WEEK 4 - Chapter 8: Application - The Costs Of Taxation Flashcards
What is deadweight loss?
The reduction in total surplus that results from a market distortion such as a tax or a monopoly price.
The determinants of deadweight loss.
The answer is the price elasticities of supply and demand, which measure how much the quantity supplied and quantity demanded respond to changes in the price.
A tax has a deadweight loss because it induces buyers and sellers to change their behaviour. The tax raises the price paid by buyers, so they consume less. At the same time, the tax lowers the price received by sellers, so they produce less.
Because of these changes in behaviour, the equilibrium quantity in the market shrinks below the optimal quantity. The more responsive buyers and sellers are to changes in the price, the more the equilibrium quantity shrinks. Hence, the greater the elasticities of supply and demand, the greater the deadweight loss of a tax.
How deadweight loss and tax revenue vary with the size of the tax.

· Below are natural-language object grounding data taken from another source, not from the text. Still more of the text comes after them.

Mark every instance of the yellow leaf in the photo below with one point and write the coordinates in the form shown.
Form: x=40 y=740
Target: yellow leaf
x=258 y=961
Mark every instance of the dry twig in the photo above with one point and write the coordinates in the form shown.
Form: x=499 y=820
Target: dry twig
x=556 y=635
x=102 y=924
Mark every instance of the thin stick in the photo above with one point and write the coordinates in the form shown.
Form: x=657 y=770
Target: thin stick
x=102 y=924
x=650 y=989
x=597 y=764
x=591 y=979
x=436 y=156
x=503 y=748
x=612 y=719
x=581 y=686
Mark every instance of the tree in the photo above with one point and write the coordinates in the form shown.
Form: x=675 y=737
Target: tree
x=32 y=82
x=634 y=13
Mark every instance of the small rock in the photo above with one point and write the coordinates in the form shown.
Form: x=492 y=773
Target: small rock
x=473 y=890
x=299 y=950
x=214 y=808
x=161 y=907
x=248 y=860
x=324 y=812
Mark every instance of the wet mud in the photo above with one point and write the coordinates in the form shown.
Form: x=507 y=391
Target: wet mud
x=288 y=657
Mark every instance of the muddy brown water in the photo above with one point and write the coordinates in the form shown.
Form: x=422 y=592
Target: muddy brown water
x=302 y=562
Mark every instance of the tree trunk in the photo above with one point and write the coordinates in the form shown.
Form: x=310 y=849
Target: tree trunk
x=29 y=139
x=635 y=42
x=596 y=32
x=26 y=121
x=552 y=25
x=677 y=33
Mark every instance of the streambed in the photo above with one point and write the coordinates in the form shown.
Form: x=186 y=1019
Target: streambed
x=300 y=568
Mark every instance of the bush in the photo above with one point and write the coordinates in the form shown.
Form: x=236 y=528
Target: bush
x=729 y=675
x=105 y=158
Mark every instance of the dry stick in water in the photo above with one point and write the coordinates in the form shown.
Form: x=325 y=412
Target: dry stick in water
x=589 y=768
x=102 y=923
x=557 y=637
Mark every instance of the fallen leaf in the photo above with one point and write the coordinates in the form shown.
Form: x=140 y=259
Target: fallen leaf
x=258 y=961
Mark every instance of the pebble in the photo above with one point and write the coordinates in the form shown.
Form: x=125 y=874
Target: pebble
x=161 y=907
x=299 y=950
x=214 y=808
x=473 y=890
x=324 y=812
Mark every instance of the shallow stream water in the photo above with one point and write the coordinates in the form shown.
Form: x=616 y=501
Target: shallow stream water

As the size of a tax grows larger, the deadweight loss grows larger. (On a graph this curve increases exponentially)
Tax revenue first rises with the size of the tax; but then, as the tax increases further, the market shrinks so much that tax revenue starts to fall. This relationship is sometimes called the Laffer curve (on a graph this curve looks line an upside down U).
Conclusion.
It has been said that taxes are the price we pay for a civilised society. Indeed, our society cannot exist without some form of taxes. We all expect the government to provide us with certain services, such as roads, parks, police and defence. These public services require tax revenue.
This chapter has shed some light on how high the price of civilised society can be. Here we have seen that when the government imposes taxes on buyers or sellers of a good, however, society loses some of the benefits of market efficiency.
Taxes are costly to market participants not only because taxes transfer resources from those participants to the government, but also because they alter incentives and distort market outcome.
The cost of a subsidy.
Q(without subsidy) is normal equilibrium quantity
Q(with subsidy) is to the right of normal equilibrium
Cost of subsidy is area between price sellers receive, price buyers pay, Q(with subsidy) intersection of D and Q(with subsidy) intersection of S.
Quantity sold = length of subsidy square
Deadweight loss of a subsidy.
Triangle between Q(with subsidy) and old equilibrium is deadweight loss.
Remaining subsidy cost area and area between Demand and sully curves (to the right of former Equilibrium) is consumer and producer surplus. The consumer producer surplus triangles overlap.
However, when calculating total surplus you must subtract the subsidy cost because it is a cost.